You say it’s your birthday. It’s my birthday too, yeah. But that seems too cliché, as great as as the song is. And I’m not old enough for the other classic Beatles aging song, so I decided, what the hell.
It’s my birthday and I can go with any song I want and decided somewhat randomly on one of my favorite obscurish 45s that Pam and I practically wore the grooves out on.
It fits. Music is a huge part of my life – my parents even named me after their song. Daddy was a pianist and a trombone player in dance band, and he played it. We had the sheet music, and I could play it too.
I always found that very romantic, as were my parents. Love the movie, am proud to be named after the song.
As you can see from these pictures, my parents were very young when I came along in 1955. Daddy had just graduated from the U of A with a civil engineering degree and had his first real job, at the Highway Department. We lived on Chester, just a few blocks from the LollyPop house, when I was born a couple of months after their birthdays.
Daddy turned 22 in July and Mother turned 20. (I got my first German Shepherd – Trigger – at 20. Didn’t have Ben until two months after my 23rd birthday. Old for my family back then.)
Mother used to walk me in my stroller down Roosevelt to my great aunt’s house on Howard Street, right next to the State Fair Grounds and Barton Coliseum, where I would later attend many, many concerts. You could do that back then; it was safe. Seriously.
I had my first birthday in Dallas, where we lived for a while when my dad changed jobs. Then El Dorado, then back to Little Rock, on Durwood. That was where at 4 I just knew I’d broken my finger when I fell on the ice Mother had specifically told me not to play on. (I didn’t mind well). It was only jammed, but it took her a long time to convince me of that.
That house had a cute red door. I had good times there. It’s now a parking lot.
Kindergarten was in Fort Smith. (There’s that “True Grit” thing again. And, yes, we moved around a lot until settling in North Little Rock for my first through 12th grade.) A one-armed boy knocked one of my teeth out in class one day. Seriously. And I remember getting a serious shock from my red-and-white record player in my bedroom and screaming, “I’m electrocuted” over and over. Mother finally made me understand that, no, I did NOT get electrocuted (wouldn’t be here to tell the tale, would I?), I’d been shocked.

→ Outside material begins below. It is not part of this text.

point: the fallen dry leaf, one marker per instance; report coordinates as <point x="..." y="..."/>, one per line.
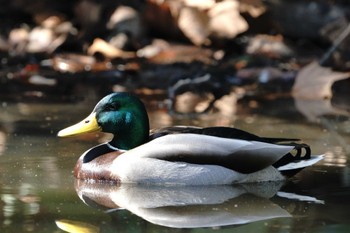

So I’ve always had a flair for drama.
I also sang some song about eskimos on a local kid’s TV show (don’t ask me why) and shook Clint Walker’s hand at the rodeo, he of “Cheyenne”. Be still, my 5-year-old heart. (But my heart really belonged to Bat Masterson and Paladin, then later Rowdy Yates and, I’ll admit it, Lucas McCain (well, actually his son).
But I lived and breathed “American Bandstand.” If it had a good beat and you could dance to it, I was down with it. Literally, seated on the floor in front of the TV. (Yeah, yeah, it’ll hurt my eyes to sit so close.) One of my earliest memories is watching saddle oxfords doing the stroll to Fats Domino’s “Walking to New Orleans.” I must’ve been 2.
I even got my nickname when I was young from a song, and that’s where John and I got our grandparent names now that we’re old. Mother sang it a lot. That was just one of the songs she sang. Our house was filled with music. All of them were.
So is my heart.
I don’t mind being 56 – I’m glad to be here. Lots of good people I’ve known and loved didn’t make it that long. So hooray for birthdays, hooray for being oldish. And hooray for rock ’n’ roll and all the other great music that makes life so pleasurable.
I said earlier that “Ride, Captain, Ride” was chosen somewhat randomly. It’s partly by design. My beloved John, Pop to my Lolly, once set out sailing from San Francisco Bay, and, fortunately, that led him, in a long convoluted way, into my life. And he’s one of the best presents I’ve ever gotten.
And for my son-in-law Brent, here’s another version.
Happy birthday, Allison, Debbie and Ron, my fellow 9/14thers.